This is as far as the behaviour functionality of Elixir goes. Unlike statically-typed languages, there is no behaviour type associated with variables. It's just up to the developer to use a module that defines a behaviour when that is expected. If you use a different module, that error will be caught at runtime rather than by the compiler. So duck typing could be used in Elixir as well. As long as the modul contains the correct functions that will be called, then there will be no errors, even if it does not explicitly declare that it's implementing a behaviour. Elixir just gives us the concept of a behaviour to help us out a bit in organizing our code and to provide warnings when modules don't fully implement a behaviour. You should still use behaviours rather than duck typing because that helps developer understand the code and understand that certain modules need to implement certain functions.
Using the Loggers
Now that we have a logger behaviour and logger implementations, let's make use of them. I wrote a program that allows the user to type in messages to be logged and adds them to a list of log messages. Then it logs some data and prints out the final list of log messages. When a message is logged, a random logger module is chosen: the upper-case logger or the lower-case logger. The end result will be a random selection of upper-case and lower-case messages.
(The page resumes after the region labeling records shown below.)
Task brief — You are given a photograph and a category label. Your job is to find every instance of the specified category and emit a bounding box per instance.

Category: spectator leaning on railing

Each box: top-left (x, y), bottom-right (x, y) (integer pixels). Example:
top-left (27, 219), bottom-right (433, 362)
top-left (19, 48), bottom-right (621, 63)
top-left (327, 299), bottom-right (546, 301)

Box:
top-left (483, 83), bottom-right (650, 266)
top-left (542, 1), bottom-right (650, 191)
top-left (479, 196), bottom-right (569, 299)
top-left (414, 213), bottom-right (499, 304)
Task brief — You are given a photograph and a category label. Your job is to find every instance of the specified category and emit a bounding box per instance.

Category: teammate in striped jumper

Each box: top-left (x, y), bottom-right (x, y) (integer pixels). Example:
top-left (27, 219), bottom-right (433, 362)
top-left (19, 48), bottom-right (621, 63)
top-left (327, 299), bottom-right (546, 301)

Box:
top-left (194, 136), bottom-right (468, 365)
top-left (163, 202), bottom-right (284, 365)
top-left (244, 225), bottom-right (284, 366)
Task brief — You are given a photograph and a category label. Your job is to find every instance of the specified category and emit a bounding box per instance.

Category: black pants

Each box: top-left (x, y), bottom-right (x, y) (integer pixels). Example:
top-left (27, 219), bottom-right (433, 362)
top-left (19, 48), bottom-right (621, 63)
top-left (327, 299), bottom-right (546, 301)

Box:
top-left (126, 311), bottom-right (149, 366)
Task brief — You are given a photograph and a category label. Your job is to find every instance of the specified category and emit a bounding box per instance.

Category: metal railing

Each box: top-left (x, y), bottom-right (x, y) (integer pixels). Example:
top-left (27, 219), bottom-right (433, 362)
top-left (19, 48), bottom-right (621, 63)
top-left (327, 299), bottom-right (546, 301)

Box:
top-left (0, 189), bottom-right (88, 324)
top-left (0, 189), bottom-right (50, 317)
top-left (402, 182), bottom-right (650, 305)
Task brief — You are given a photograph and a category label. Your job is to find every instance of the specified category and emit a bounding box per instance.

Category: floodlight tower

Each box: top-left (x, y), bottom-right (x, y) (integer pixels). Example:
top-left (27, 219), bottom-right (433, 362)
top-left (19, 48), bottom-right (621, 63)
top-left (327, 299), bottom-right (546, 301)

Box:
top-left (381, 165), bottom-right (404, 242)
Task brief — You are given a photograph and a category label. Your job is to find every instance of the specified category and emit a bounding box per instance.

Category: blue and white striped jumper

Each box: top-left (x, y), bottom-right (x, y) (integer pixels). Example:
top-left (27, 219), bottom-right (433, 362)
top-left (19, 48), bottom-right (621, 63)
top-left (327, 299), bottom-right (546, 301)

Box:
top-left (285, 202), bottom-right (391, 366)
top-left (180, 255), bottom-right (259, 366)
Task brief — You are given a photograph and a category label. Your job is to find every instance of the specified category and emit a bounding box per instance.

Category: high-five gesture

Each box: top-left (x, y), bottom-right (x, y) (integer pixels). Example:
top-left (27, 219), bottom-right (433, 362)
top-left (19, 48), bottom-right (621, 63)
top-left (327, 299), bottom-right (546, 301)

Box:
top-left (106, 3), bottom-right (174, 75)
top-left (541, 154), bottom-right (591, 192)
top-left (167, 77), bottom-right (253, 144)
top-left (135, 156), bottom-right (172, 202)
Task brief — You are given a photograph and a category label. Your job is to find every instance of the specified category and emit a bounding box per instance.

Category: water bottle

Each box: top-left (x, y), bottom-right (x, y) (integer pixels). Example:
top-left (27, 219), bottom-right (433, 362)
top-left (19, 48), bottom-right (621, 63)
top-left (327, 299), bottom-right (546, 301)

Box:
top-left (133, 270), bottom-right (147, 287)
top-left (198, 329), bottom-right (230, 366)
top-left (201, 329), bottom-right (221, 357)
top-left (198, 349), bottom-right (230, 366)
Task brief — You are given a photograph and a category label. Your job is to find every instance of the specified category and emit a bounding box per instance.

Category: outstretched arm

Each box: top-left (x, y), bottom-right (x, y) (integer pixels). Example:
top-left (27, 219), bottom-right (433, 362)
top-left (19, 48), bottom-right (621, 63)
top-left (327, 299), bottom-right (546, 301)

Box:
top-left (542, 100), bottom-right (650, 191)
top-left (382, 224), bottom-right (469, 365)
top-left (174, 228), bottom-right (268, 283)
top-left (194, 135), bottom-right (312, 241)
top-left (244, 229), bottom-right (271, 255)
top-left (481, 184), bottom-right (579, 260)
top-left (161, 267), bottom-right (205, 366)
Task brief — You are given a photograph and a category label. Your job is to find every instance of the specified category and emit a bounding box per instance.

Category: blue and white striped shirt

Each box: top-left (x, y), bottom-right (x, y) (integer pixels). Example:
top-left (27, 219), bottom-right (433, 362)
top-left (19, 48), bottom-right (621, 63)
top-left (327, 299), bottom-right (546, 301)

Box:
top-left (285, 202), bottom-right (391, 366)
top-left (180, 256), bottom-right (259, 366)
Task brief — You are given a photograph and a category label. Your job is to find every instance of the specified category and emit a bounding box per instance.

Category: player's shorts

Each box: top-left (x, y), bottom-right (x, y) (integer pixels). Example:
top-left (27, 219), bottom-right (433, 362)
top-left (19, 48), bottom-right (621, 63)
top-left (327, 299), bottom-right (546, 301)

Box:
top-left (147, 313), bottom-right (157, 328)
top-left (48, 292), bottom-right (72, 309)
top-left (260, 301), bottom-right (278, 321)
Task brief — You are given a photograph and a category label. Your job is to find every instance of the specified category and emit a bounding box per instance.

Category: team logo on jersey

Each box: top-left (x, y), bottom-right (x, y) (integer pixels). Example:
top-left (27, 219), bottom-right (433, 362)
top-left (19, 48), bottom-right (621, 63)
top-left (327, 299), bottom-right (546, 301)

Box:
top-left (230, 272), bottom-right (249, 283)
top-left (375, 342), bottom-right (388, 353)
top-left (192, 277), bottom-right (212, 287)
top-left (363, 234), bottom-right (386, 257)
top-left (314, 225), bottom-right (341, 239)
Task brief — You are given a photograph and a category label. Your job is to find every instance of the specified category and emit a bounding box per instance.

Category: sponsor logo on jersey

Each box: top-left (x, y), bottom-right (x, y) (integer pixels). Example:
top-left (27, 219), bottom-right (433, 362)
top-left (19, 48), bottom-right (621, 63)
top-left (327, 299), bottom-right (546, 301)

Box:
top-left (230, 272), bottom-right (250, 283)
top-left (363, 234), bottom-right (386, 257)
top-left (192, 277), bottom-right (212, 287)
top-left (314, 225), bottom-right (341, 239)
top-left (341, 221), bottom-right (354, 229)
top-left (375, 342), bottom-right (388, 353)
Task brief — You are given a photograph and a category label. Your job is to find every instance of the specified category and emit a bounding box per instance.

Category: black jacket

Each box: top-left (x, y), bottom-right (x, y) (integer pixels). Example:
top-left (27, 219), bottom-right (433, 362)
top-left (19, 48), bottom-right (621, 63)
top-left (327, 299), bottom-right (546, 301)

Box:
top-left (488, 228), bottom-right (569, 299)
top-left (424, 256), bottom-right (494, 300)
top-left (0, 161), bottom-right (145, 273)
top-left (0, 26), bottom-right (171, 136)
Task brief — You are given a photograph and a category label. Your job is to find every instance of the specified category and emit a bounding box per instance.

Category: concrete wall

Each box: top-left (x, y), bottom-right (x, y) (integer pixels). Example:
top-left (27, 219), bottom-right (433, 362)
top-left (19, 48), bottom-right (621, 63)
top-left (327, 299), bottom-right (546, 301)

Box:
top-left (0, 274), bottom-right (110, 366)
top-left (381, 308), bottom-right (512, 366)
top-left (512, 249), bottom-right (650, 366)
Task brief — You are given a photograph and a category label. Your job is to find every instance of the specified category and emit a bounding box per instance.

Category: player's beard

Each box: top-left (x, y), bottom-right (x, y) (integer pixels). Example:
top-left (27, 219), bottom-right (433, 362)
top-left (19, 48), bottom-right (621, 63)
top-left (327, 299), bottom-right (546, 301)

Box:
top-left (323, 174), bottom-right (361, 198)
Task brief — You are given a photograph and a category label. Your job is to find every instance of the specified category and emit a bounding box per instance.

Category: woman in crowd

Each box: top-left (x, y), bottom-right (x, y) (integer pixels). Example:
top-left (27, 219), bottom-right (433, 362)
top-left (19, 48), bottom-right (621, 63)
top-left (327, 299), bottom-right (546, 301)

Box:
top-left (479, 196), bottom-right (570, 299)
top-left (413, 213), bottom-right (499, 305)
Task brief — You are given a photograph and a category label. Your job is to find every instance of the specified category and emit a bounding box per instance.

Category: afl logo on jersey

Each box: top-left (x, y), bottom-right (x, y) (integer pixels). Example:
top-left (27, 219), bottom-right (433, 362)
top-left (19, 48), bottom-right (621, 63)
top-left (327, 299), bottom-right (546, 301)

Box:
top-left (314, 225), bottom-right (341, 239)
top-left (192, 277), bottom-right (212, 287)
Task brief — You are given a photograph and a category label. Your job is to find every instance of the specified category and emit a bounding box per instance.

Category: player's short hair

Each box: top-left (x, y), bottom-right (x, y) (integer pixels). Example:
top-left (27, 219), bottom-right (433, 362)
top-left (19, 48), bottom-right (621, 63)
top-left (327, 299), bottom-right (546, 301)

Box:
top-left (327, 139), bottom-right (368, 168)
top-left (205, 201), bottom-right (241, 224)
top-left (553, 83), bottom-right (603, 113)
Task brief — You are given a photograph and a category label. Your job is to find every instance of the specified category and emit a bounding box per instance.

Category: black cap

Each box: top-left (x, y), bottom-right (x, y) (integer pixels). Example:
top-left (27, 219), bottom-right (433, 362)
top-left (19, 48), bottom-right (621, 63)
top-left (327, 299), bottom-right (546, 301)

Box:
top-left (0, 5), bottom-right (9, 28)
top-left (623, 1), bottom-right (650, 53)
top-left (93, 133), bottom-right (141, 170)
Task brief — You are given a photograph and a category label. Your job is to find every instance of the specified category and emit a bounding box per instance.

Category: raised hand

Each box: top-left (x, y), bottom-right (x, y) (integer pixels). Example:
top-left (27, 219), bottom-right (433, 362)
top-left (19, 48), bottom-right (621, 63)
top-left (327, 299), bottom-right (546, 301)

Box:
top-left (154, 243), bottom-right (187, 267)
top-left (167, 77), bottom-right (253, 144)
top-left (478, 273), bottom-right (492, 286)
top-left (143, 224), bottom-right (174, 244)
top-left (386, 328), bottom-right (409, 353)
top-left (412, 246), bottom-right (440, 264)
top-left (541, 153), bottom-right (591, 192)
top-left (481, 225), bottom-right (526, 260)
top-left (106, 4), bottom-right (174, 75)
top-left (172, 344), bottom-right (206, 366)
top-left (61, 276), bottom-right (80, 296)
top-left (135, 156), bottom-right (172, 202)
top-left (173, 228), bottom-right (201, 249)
Here's what the topmost functions look like in lib/cli.ex.
def main(_argv) do
process()
end
@doc """
Runs the program logic
"""
@spec process() :: :ok
def process() do
log_list = fill_log_list([])
logger = get_random_logger()
log_list = logger.log_data(log_list, get_random_log_level(),
%{name: "Zim", occupation: :invader})
print_log_list(log_list)
end
The main/1
function is the main entry point. It ignores any command line arguments and just makes a call to process/0
to do the actual work. First I make a call to fill_log_list/0
to prompt the user to enter some log messages. Then it logs some data and prints out the final log list.
Whenever a message is logged, a random logger and log level is used. Here are the implementations of the get_random_log_level/0
and get_random_logger/0
functions.
#Returns a random log level
defp get_random_log_level() do
Enum.random([:info, :warning, :error])
end
#Returns a random logger implementation
defp get_random_logger() do
Enum.random([BehaviorExample.LowerCaseLogger, BehaviorExample.UpperCaseLogger])
end
The get_random_logger/0
function will return a random module. In Elixir we can treat modules like any other data and assign them to variables. This allows us to call a module without knowing exactly which module it is.
Now here's the implementation of fill_log_list/0
, which gathers log messages from the user.
def fill_log_list(log_list) do
#Get what the user types in and handle it
IO.gets("> ") |> String.trim() |> handle_message(log_list)
end
I used IO.gets/2
to display a prompt and retrieve the string that the user entered. Once the user has entered a log message, the message is passed to String.trim/1
, which removes the newline from the end of the string (since the user pressed the Enter key to indicate that they had typed in the entire message). From there, it gets passed to handle_message/2
, which takes the log list and the log message and logs the message.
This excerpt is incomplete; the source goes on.